The World-Herald editorial this past Sunday identified an employment skills gap as described by more than 400 Nebraska business owners who participated in a survey.
The editorial praised the Career Pathways Institute in Grand Island for stepping up to meet the growing need for employable high school graduates in the areas of manufacturing, information technology and health care. Grand Island educational leaders pointed out that technical skills aren’t the only areas taught in their programs but that students need skills in time management, problem- solving, analytical thinking and communication throughout their K-12 education.
This theme is echoed around the world as students are entering the workforce and employers are recognizing the need for “soft skills” to access the full potential of the technical capability of their employees. In addition to those identified in Grand Island, soft skills include assets such as teamwork, patience and motivation.
Mark Zupan, dean of the Simon School of Business at the University of Rochester, was quoted by BBC Capital online as saying that “speaking and writing are the number one set of skills that our advisory board and recruiters say need more work.”
Area colleges and universities confirmed this need at a forum hosted this fall by the Greater Omaha Chamber of Commerce Young Professionals. Officials from Nebraska Wesleyan, the University of Nebraska at Omaha, Creighton University, Metropolitan Community College and Bellevue University all concurred that while graduates have assets in technical proficiency, they are often lacking in the areas required to develop the most innovative, thoughtful and resourceful employees.
Fortunately, there is a growing body of research and evidence which suggest that a strong arts education is the link between promoting advanced technological students and evolving those who are also employable.
According to Americans for the Arts (AFTA), 72 percent of employers say creativity is the No. 1 skill they look for when hiring. At the international INSEAD Business School, Professor Ian Woodward teaches voice training, body language and verbal and nonverbal communication skills. The Arts Education Partnership lists multiple studies citing the effect of the arts in cultivating critical-thinking skills, leadership, problem-solving and communication.
There is also a markedly positive correlation between the arts and high student achievement, including across socioeconomic levels.
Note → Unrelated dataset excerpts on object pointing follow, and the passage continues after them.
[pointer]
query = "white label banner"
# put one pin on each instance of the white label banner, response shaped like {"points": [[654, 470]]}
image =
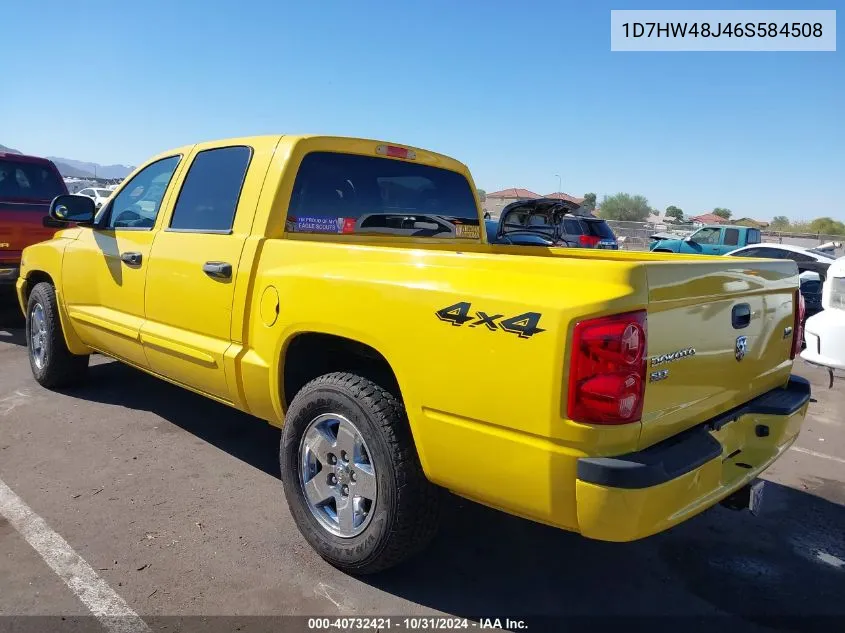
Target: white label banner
{"points": [[723, 30]]}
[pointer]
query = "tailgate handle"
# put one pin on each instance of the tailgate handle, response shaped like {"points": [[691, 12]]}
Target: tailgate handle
{"points": [[741, 316], [133, 259], [218, 270]]}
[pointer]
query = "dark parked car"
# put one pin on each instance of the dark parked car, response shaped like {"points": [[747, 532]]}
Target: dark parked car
{"points": [[548, 222]]}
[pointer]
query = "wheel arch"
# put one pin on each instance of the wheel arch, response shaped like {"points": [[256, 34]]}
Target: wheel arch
{"points": [[308, 353], [37, 276]]}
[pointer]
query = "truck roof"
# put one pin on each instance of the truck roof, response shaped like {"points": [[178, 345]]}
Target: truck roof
{"points": [[26, 158], [424, 155]]}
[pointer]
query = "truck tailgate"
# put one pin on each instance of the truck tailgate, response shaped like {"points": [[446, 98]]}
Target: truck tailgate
{"points": [[719, 334]]}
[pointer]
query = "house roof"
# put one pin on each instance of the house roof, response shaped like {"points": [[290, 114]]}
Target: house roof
{"points": [[758, 223], [709, 218], [559, 195], [514, 192]]}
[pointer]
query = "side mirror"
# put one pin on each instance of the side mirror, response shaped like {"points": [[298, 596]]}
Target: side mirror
{"points": [[73, 209]]}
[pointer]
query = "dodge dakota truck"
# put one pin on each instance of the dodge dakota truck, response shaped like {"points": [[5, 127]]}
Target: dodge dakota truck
{"points": [[610, 393]]}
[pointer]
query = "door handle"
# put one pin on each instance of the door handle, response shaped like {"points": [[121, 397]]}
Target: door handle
{"points": [[741, 316], [218, 270], [133, 259]]}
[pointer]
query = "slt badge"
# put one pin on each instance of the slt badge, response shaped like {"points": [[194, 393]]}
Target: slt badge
{"points": [[741, 348]]}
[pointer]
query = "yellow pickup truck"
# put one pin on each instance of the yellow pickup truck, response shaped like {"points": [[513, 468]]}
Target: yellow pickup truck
{"points": [[343, 289]]}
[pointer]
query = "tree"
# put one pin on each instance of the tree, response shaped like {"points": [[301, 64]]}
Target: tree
{"points": [[827, 226], [779, 223], [624, 206], [674, 212]]}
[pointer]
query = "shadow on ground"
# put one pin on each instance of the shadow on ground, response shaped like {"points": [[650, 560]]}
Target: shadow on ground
{"points": [[722, 570]]}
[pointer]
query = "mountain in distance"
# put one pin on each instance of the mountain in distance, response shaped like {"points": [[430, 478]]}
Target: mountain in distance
{"points": [[83, 169], [70, 168]]}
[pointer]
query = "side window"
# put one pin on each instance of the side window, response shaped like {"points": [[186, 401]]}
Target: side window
{"points": [[707, 236], [572, 227], [210, 194], [137, 204], [799, 257]]}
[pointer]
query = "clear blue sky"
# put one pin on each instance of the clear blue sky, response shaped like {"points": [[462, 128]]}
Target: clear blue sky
{"points": [[518, 91]]}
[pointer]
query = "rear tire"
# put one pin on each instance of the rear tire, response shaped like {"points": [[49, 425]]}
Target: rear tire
{"points": [[403, 515], [53, 366]]}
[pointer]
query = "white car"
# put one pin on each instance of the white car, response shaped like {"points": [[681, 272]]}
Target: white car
{"points": [[824, 333], [798, 254], [97, 194]]}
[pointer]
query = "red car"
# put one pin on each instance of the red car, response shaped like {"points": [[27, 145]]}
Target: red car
{"points": [[27, 186]]}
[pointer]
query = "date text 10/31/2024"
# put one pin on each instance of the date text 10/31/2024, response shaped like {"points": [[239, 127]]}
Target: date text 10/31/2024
{"points": [[415, 623]]}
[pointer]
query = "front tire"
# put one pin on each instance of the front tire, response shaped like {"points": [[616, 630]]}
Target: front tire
{"points": [[352, 477], [53, 366]]}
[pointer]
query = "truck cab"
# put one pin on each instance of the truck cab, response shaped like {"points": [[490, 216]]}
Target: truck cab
{"points": [[27, 185], [343, 289], [714, 239]]}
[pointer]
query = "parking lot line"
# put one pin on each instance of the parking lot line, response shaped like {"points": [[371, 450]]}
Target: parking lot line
{"points": [[108, 607], [807, 451]]}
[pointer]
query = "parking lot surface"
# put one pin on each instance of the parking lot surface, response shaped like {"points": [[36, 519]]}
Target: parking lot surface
{"points": [[175, 502]]}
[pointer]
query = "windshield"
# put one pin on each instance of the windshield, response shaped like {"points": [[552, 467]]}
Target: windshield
{"points": [[28, 181], [349, 193]]}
AFTA’s research finds that students with high arts participation and a low socioeconomic status have a dropout rate five times lower than their low socioeconomic peers.
For Nebraska, the timing of the World-Herald editorial couldn’t be better. The Nebraska Department of Education is currently reviewing and receiving public comment on new fine-arts standards. Citizens may provide input on the standards at the department’s website or by attending the public hearing on Jan. 16.
As our schools rise to meet the needs of our solid technical and manufacturing base, let’s take this opportunity to be national leaders in the area of arts-enhanced curriculum and arts integration as a reasoned and educationally sound approach to academic success and thoroughly prepared students.